Anyway, the problem is solved thanks to the suggestion to see if E had a Facebook page, which she does.
Leslie Langford
01-30-2018, 11:53 AM
Even way back in Victorian England no-one else would have used the 'royal we'. That is why the phrase is famous, obviously, and why we refer to it as 'the royal we'. Pat quoted the use of singular 'they' right back to Shakepseares' time but I can tell you one thing, if you give Shakespeare to the general English population today the vast majority can not understand a word of it, ask any schoolkid! :)
Whatever thou sayest... ;)
Thumbelina
01-30-2018, 03:25 PM
If E. is all they give you, then just go with E. If they have a problem with that it's on them.
Ressie
01-30-2018, 04:51 PM
Anyway, the problem is solved thanks to the suggestion to see if E had a Facebook page, which she does.

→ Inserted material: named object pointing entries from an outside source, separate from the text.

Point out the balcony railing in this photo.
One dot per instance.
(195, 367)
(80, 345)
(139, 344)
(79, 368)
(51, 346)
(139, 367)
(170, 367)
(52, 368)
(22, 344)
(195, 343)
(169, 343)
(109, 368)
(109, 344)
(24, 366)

E is a she! I feel like a won a contest.
jennifer0918
01-31-2018, 11:55 AM
Eeeeeeeeeeazy breeeeeeeeeeezzzzzzzzyyyy
ReineD
01-31-2018, 03:40 PM
I tried to explain in another post how I could be put in the position of saying either "he" or "she" but again, some folks didn't read it either.
As I mentioned in my post #54, just replace "he" or "she" with E. Example: "I saw E yesterday and E told me to go ahead with it". I do this for my non-gendered friend and it really is the best of all solutions. It's not that hard.
Krisi
02-01-2018, 09:03 AM
As I mentioned in my post #54, just replace "he" or "she" with E. Example: "I saw E yesterday and E told me to go ahead with it". I do this for my non-gendered friend and it really is the best of all solutions. It's not that hard.
Just say this to yourself and see how awkward it sounds. Apparently, you haven't read the entire thread because I used this example in post #7.
And as I posted in post #46, the issue has been resolved and I don't need any more "help".
Case closed.
If the OP says it's closed, it's closed.